Le principal salon de la technologie a fermé ses portes hier à Las Vegas après quatre jours de bousculade. Les technologies du moment sont entrées dans une phase de convergence. Intelligence artificielle, robots et objets connectés tentent de fusionner.

Quelques grandes tendances ont émergé lors du salon CES (Consumer Electronics Show) à Las Vegas, qui s’est terminé dimanche. Alors qu’il y a quelques années, ce haut lieu de la technologie accueillait avant tout des constructeurs actifs dans le domaine de la vidéo, de la télévision, de l’informatique et des télécommunications, cette cinquantième édition est marquée par une réelle intégration des technologies du moment.

Véhicules autonomes

Tout est dans tout désormais. La voiture autonome est "la" tendance du moment, appréciée selon son niveau de connectivité, ses capteurs, calculateurs et simulateurs. Elle est électrique, bien entendu, s’inscrit dans l’économie du partage, puisqu’elle s’adapte aux besoins de plusieurs utilisateurs connectés, utilise les capteurs les plus sophistiqués, des objets connectés interagissant avec leur environnement, et utilise, le cas échéant, la réalité augmentée. L’interaction de ces véhicules via les réseaux s’inscrit dans une tendance lourde au niveau mondial, appuyée par les poids lourds du secteur des infrastructures de réseaux qui ont présenté la technologie 5G : les villes intelligentes ("smart cities"), impliquant une large ouverture des bases de données publiques aux engins connectés. Le tout étant analysé et géré par des systèmes autonomes, évolutifs et capables de décision. Le débat sur l’intelligence artificielle ne fait que commencer.

Réalité augmentée

La réalité augmentée, qui permet par exemple de visualiser un véhicule distant en regardant "à travers les murs", est certes une tendance dont les aspects utilitaires sont évidents, mais dont les variantes marketing ou ludiques sont les plus médiatisées. Hélas, si ce nouveau marché suscite les appétits des grands noms de la technologie, il ne séduit toujours que les "geeks", capables de vivre de longues heures dans un univers virtuel. C’est toutefois un secteur d’activités, siège d’une véritable guerre commerciale entre constructeurs et développeurs d’applications.
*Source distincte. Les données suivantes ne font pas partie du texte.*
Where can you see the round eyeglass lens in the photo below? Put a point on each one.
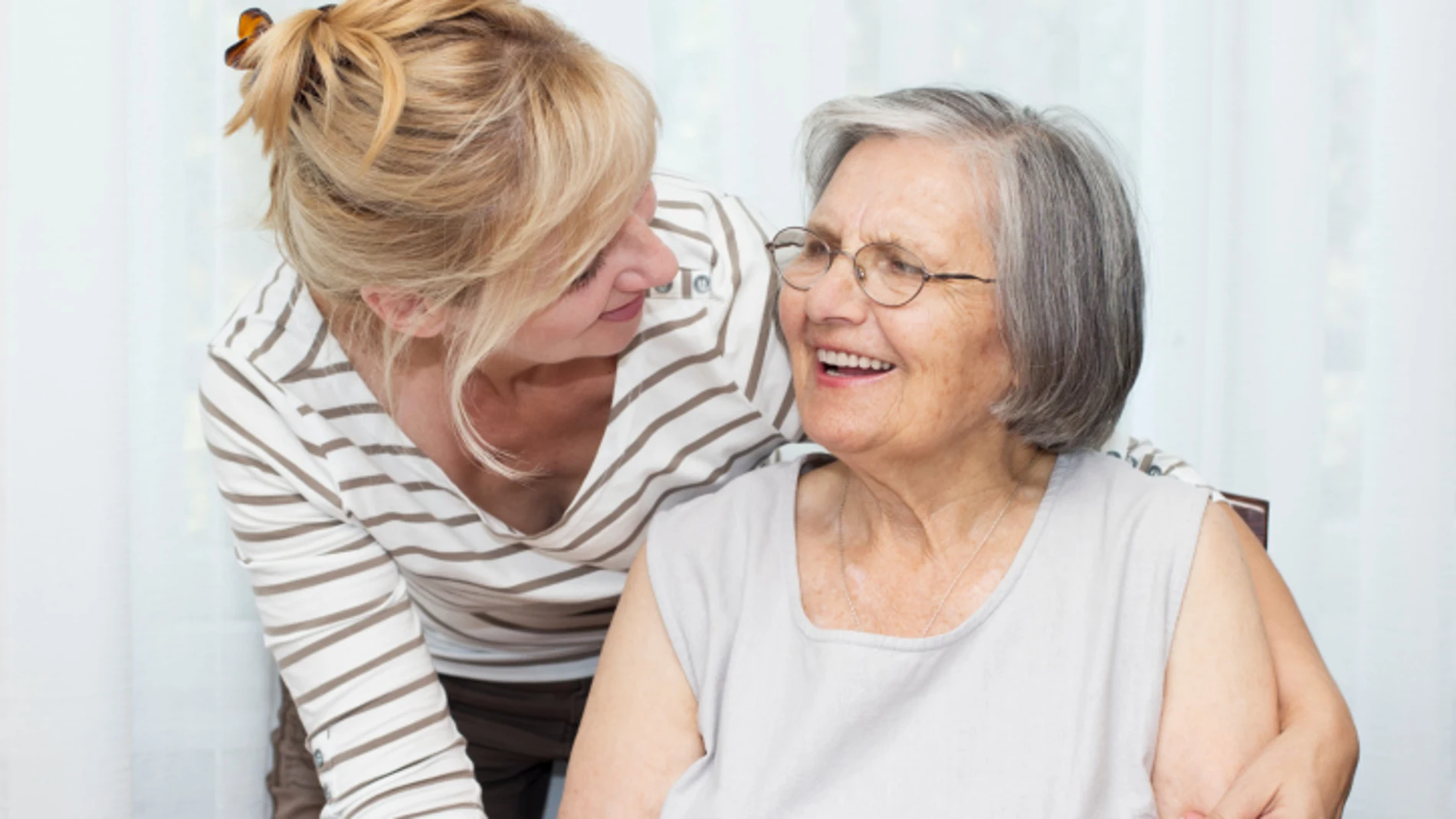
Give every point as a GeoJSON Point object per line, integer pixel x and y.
{"type": "Point", "coordinates": [891, 274]}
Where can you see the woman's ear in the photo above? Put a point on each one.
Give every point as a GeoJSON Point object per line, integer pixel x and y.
{"type": "Point", "coordinates": [404, 312]}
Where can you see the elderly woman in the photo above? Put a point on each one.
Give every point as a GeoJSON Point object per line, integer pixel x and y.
{"type": "Point", "coordinates": [969, 611]}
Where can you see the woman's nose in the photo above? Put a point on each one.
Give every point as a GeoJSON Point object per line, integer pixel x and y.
{"type": "Point", "coordinates": [651, 262]}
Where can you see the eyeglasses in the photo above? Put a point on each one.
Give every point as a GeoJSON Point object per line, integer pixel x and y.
{"type": "Point", "coordinates": [888, 274]}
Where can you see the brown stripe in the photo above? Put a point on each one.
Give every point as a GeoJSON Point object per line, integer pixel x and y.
{"type": "Point", "coordinates": [723, 329]}
{"type": "Point", "coordinates": [440, 624]}
{"type": "Point", "coordinates": [402, 789]}
{"type": "Point", "coordinates": [372, 408]}
{"type": "Point", "coordinates": [708, 480]}
{"type": "Point", "coordinates": [284, 534]}
{"type": "Point", "coordinates": [784, 408]}
{"type": "Point", "coordinates": [312, 354]}
{"type": "Point", "coordinates": [641, 441]}
{"type": "Point", "coordinates": [520, 588]}
{"type": "Point", "coordinates": [766, 323]}
{"type": "Point", "coordinates": [553, 579]}
{"type": "Point", "coordinates": [669, 469]}
{"type": "Point", "coordinates": [382, 700]}
{"type": "Point", "coordinates": [500, 623]}
{"type": "Point", "coordinates": [320, 373]}
{"type": "Point", "coordinates": [232, 373]}
{"type": "Point", "coordinates": [281, 323]}
{"type": "Point", "coordinates": [344, 633]}
{"type": "Point", "coordinates": [382, 741]}
{"type": "Point", "coordinates": [391, 450]}
{"type": "Point", "coordinates": [271, 453]}
{"type": "Point", "coordinates": [262, 296]}
{"type": "Point", "coordinates": [360, 543]}
{"type": "Point", "coordinates": [238, 328]}
{"type": "Point", "coordinates": [737, 270]}
{"type": "Point", "coordinates": [328, 618]}
{"type": "Point", "coordinates": [689, 233]}
{"type": "Point", "coordinates": [385, 480]}
{"type": "Point", "coordinates": [225, 456]}
{"type": "Point", "coordinates": [536, 662]}
{"type": "Point", "coordinates": [351, 409]}
{"type": "Point", "coordinates": [459, 556]}
{"type": "Point", "coordinates": [680, 205]}
{"type": "Point", "coordinates": [435, 811]}
{"type": "Point", "coordinates": [420, 518]}
{"type": "Point", "coordinates": [323, 578]}
{"type": "Point", "coordinates": [359, 671]}
{"type": "Point", "coordinates": [667, 372]}
{"type": "Point", "coordinates": [661, 330]}
{"type": "Point", "coordinates": [264, 500]}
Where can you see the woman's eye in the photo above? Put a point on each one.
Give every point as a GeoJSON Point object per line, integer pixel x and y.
{"type": "Point", "coordinates": [587, 275]}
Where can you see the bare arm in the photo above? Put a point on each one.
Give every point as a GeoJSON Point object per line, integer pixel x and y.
{"type": "Point", "coordinates": [1221, 702]}
{"type": "Point", "coordinates": [640, 731]}
{"type": "Point", "coordinates": [1308, 770]}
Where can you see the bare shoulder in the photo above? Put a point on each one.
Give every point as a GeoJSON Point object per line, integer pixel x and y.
{"type": "Point", "coordinates": [1221, 703]}
{"type": "Point", "coordinates": [640, 729]}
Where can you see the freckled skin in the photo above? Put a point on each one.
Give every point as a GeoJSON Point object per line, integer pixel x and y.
{"type": "Point", "coordinates": [923, 464]}
{"type": "Point", "coordinates": [946, 344]}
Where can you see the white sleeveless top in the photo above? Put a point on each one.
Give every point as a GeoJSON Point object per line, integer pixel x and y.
{"type": "Point", "coordinates": [1043, 703]}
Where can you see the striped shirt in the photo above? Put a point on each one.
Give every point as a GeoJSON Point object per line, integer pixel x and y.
{"type": "Point", "coordinates": [372, 571]}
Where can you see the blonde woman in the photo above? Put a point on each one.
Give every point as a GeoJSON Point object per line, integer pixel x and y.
{"type": "Point", "coordinates": [497, 348]}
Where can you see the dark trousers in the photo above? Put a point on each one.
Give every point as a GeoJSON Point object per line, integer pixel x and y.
{"type": "Point", "coordinates": [514, 732]}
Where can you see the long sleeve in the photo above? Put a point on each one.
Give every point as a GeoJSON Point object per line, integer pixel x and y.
{"type": "Point", "coordinates": [336, 614]}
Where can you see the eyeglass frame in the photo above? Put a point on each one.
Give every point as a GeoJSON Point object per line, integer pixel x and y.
{"type": "Point", "coordinates": [859, 273]}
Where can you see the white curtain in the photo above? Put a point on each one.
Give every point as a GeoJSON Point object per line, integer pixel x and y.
{"type": "Point", "coordinates": [1299, 195]}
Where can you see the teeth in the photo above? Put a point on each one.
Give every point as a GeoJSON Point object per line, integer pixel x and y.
{"type": "Point", "coordinates": [838, 359]}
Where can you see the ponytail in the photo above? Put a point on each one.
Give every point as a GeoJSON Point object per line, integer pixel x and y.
{"type": "Point", "coordinates": [471, 153]}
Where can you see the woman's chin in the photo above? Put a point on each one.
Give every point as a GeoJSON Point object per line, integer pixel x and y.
{"type": "Point", "coordinates": [842, 438]}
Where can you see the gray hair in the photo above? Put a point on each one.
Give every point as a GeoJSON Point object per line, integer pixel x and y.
{"type": "Point", "coordinates": [1062, 228]}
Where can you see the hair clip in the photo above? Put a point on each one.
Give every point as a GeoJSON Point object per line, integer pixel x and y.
{"type": "Point", "coordinates": [251, 25]}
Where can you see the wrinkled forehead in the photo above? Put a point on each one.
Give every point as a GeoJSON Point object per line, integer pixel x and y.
{"type": "Point", "coordinates": [926, 195]}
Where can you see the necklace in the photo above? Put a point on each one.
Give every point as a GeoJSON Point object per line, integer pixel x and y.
{"type": "Point", "coordinates": [844, 575]}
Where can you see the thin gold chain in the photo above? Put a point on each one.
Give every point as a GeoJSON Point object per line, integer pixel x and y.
{"type": "Point", "coordinates": [844, 574]}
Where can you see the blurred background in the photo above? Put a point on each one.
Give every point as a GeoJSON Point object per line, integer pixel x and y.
{"type": "Point", "coordinates": [1297, 188]}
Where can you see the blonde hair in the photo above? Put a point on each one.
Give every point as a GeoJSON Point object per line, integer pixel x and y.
{"type": "Point", "coordinates": [466, 153]}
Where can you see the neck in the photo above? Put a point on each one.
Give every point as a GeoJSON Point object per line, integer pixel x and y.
{"type": "Point", "coordinates": [935, 501]}
{"type": "Point", "coordinates": [506, 377]}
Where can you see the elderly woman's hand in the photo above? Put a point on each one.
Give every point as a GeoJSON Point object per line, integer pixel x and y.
{"type": "Point", "coordinates": [1305, 773]}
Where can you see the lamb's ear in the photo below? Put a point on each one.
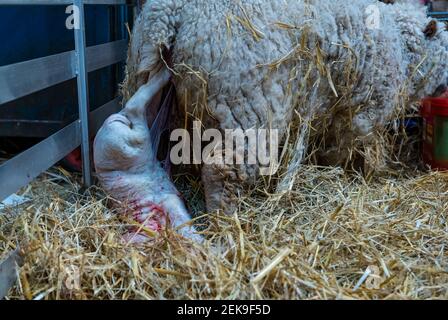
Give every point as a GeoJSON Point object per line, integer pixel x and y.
{"type": "Point", "coordinates": [161, 122]}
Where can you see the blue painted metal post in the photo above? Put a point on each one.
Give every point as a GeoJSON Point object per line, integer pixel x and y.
{"type": "Point", "coordinates": [83, 92]}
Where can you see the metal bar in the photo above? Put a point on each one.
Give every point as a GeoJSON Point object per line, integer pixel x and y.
{"type": "Point", "coordinates": [25, 167]}
{"type": "Point", "coordinates": [98, 116]}
{"type": "Point", "coordinates": [106, 54]}
{"type": "Point", "coordinates": [60, 2]}
{"type": "Point", "coordinates": [83, 93]}
{"type": "Point", "coordinates": [23, 78]}
{"type": "Point", "coordinates": [20, 79]}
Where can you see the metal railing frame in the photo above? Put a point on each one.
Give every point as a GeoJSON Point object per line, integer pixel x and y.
{"type": "Point", "coordinates": [23, 78]}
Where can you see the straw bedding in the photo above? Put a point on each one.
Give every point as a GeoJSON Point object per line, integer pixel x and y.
{"type": "Point", "coordinates": [316, 242]}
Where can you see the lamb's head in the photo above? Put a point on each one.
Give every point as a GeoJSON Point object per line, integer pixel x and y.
{"type": "Point", "coordinates": [121, 145]}
{"type": "Point", "coordinates": [124, 142]}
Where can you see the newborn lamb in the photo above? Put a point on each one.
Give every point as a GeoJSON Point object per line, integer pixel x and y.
{"type": "Point", "coordinates": [125, 160]}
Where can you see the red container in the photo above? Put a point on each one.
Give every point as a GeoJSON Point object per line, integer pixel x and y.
{"type": "Point", "coordinates": [435, 132]}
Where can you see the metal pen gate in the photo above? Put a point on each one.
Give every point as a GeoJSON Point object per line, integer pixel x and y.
{"type": "Point", "coordinates": [20, 79]}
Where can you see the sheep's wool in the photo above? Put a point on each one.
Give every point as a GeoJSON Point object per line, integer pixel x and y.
{"type": "Point", "coordinates": [262, 63]}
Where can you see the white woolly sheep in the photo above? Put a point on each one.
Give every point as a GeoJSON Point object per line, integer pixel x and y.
{"type": "Point", "coordinates": [267, 63]}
C’est que le CES est avant tout une foire commerciale qui oppose quelque 3 800 exposants, accueillant plus de 165 000 visiteurs, concurrents, professionnels, sans oublier plus de 6 500 journalistes et blogueurs spécialisés.

Robots et écrans ultra-HD

Ceux-ci se sont évidemment délectés de la profusion de robots plus ou moins intelligents, autonomes, sympathiques ou utiles, dont les capacités en font potentiellement les futurs assistants des ménages. Ici aussi, les défis sont logés dans l’intégration des systèmes et des assistants intelligents, comme Cortana (Microsoft), Siri (Apple) ou Alexa (Amazon). Tous tentent de nouer des accords pour prendre place à bord des voitures particulières, des télévisions, du matériel électroménager. De quoi faire passer d’ailleurs à l’arrière-plan les dernières télés haut de gamme présentées par les constructeurs à la pointe, comme Samsung avec ses écrans QLed, LG, Sony ou Dell, qui ont rivalisé sur le front des écrans "8K", supposés enterrer les désuets "Full HD" ou "4K".

Technologies invisibles

Mais on le sait, la meilleure technologie est celle qu’on ne voit pas. De quoi justifier le succès, par exemple, de la moto "super-smart" développée par Honda : même à l’arrêt, elle reste en équilibre sur ses deux roues, et assiste son conducteur en freinant à sa place en cas de risque d’accident ou de chute.


Assistants vitaux

Handicaps. Grâce aux progrès de la robotique et de l’intelligence artificielle, le secteur technologique offre de nouveaux espoirs pour améliorer la qualité de vie des handicapés. La start-up américaine BrainRobotics présentait ainsi cette semaine au salon d’électronique CES de Las Vegas une prothèse de main capable d’interpréter les signaux envoyés par les muscles résiduels de l’utilisateur. L’entreprise ambitionne une commercialisation d’ici un an pour moins de 300 dollars… L’intelligence artificielle peut aussi venir en aide aux malvoyants. Facebook et Microsoft notamment ont dévoilé l’an passé des systèmes capables de "voir" des images et d’en décrire le contenu pour les aveugles. La société israélienne Orcam montre pour sa part au CES un petit appareil baptisé MyEye, qui "regarde" ce qui est devant l’utilisateur ou ce qu’il montre du doigt, et lui parle à l’oreille, lisant un texte, identifiant des produits au supermarché ou des personnes. Chez le Danois Oticon, ce sont les objets connectés de la maison qui parlent à l’oreille du consommateur malentendant.